Advent of Code 2021 in pure TensorFlow - day 1

Even if it’s a bit late* I decided to start solving all the puzzles of the Advent of Code (AoC) using TensorFlow.

One may be wondering why solving the AoC puzzles using TensorFlow and what it means to solve them with TensorFlow. First of all, it can be a nice challenge for myself, to see if I’m able to design pure TensorFlow solutions for these challenges. But perhaps more important than the personal challenge, is the demonstration of the power of the framework. In fact, solving a coding puzzle with TensorFlow doesn’t mean throwing fancy machine learning stuff (without any reason) to the problem to solve it. On the contrary, I want to demonstrate the flexibility - and the limitations - of the framework, showing that TensorFlow can be used to solve any kind of problem and that the produced solutions have tons of advantages with respect to the solutions developed using any other programming languages. In fact, I see TensorFlow more as a programming language than as a mere framework. This is a strong statement, but it’s justified (IMHO) by the different way of reasoning one must follow when designing pure-TensorFlow programs.

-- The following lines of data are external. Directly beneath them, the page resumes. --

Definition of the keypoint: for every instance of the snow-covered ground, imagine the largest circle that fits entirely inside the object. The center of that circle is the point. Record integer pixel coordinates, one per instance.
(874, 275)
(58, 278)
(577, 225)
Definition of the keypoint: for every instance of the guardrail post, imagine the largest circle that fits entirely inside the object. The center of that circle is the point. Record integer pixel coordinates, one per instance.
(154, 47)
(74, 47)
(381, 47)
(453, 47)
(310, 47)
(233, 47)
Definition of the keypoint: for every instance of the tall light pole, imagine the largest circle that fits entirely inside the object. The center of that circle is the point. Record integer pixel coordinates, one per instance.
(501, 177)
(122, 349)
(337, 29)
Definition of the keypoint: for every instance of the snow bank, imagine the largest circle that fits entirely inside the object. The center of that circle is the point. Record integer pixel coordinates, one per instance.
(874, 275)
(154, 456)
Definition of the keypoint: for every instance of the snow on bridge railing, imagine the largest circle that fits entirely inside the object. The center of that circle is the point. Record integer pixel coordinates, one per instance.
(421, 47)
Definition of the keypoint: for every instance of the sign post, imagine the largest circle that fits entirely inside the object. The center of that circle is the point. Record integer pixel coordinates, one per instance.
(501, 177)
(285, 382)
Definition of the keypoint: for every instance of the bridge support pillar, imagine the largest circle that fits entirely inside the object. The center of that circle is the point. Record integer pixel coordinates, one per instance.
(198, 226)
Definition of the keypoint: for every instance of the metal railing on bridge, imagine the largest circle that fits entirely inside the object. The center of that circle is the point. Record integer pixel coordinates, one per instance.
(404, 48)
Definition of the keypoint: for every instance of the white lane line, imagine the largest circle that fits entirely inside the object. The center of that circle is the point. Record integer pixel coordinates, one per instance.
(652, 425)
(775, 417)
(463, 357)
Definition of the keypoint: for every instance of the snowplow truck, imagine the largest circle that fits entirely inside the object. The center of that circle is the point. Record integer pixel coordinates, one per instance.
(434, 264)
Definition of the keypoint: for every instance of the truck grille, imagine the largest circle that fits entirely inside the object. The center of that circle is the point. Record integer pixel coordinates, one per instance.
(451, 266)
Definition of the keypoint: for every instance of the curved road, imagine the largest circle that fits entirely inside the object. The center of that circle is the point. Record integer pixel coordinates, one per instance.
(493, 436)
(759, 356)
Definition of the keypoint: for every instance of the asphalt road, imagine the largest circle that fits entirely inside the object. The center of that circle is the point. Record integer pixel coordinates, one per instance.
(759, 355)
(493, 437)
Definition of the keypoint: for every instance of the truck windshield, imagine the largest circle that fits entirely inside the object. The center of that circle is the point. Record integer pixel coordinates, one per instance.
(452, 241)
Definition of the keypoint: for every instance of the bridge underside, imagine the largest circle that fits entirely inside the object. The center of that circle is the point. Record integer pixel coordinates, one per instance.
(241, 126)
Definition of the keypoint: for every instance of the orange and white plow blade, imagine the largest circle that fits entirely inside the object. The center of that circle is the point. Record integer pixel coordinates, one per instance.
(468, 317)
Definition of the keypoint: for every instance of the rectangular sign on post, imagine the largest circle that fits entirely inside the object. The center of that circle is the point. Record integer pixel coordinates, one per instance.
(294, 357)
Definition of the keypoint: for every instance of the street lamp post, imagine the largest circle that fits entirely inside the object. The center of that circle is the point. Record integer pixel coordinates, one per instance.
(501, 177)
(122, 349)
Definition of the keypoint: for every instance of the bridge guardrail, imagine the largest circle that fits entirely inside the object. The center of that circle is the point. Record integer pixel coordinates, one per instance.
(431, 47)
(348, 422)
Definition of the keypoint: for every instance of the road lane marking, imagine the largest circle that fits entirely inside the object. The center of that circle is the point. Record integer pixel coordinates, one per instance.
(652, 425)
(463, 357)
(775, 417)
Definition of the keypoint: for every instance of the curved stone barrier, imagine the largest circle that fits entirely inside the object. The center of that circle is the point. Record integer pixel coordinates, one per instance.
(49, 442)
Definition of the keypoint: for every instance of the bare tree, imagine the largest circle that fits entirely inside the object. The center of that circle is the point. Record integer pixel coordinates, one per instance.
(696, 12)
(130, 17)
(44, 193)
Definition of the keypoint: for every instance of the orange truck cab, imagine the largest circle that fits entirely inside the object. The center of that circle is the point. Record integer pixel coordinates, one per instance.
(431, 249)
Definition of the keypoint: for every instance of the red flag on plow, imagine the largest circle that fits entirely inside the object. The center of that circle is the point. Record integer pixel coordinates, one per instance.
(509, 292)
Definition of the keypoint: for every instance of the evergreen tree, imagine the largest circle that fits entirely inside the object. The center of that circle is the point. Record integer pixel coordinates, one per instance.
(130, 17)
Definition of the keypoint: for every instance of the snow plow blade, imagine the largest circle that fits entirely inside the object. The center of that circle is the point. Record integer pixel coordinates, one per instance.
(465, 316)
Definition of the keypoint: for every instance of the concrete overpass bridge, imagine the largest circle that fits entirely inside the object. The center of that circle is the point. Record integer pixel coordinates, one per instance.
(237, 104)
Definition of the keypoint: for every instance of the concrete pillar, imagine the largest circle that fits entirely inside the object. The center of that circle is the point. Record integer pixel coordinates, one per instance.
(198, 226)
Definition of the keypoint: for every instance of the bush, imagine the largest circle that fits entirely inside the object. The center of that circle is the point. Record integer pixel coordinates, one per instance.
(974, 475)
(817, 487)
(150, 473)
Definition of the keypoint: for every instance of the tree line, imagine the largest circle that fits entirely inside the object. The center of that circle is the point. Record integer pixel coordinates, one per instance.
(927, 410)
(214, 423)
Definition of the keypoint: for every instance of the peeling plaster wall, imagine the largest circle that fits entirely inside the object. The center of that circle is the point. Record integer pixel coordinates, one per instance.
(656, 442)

TensorFlow programs are self-contained descriptions of computation. The inference of a trained machine learning model is a TensorFlow program, but the framework is so flexible that allows describing - and exporting! - generic programs.

I’ll try to write a short article for every problem I solve using TensorFlow (so this is the beginning of a series, I hope!), highlighting the peculiarities of the provided solutions and explaining how to reason when creating TensorFlow programs.

*Today (12 Dec 2021) is the 11th day of the Advent of Code in my timezone (UTC+1).

Advent of Code

To give a bit of context, let’s recap what AoC is. From the about section:

Advent of Code is an Advent calendar of small programming puzzles for a variety of skill sets and skill levels that can be solved in any programming language you like.

This is pretty much what we need to know. Every year, from the 1st to the 25th of December we do have a puzzle to solve. As I said, I’m a bit late to the party since I decided to start this AoC journey only today, but after all, every cloud has a silver lining. In fact, I can safely stream all the solutions I write without ruining the challenge to anyone, since the various daily leaderboards are all full.

Day 1: Sonar Sweep: part one

You can click on the title above to read the full text of the puzzle. The TLDR version is:

You are given with a set of numbers like


the puzzle goal is count the number of times there’s an increase. In the example above, the changes are

199 (N/A - no previous measurement)
200 (increased)
208 (increased)
210 (increased)
200 (decreased)
207 (increased)
240 (increased)
269 (increased)
260 (decreased)
263 (increased)

so the answer to the puzzle is 7.

We have all the information required to solve the task. On the AoC page, we can download the real input, that’s a text file with the same format presented above, that we can put next to the TensorFlow program we are implementing.

Design phase

The nature of this task is sequential. We should read the file line by line, convert the line into a number, and compare the i-th number with the (i-1)th. If there’s an increase, add one to the counter.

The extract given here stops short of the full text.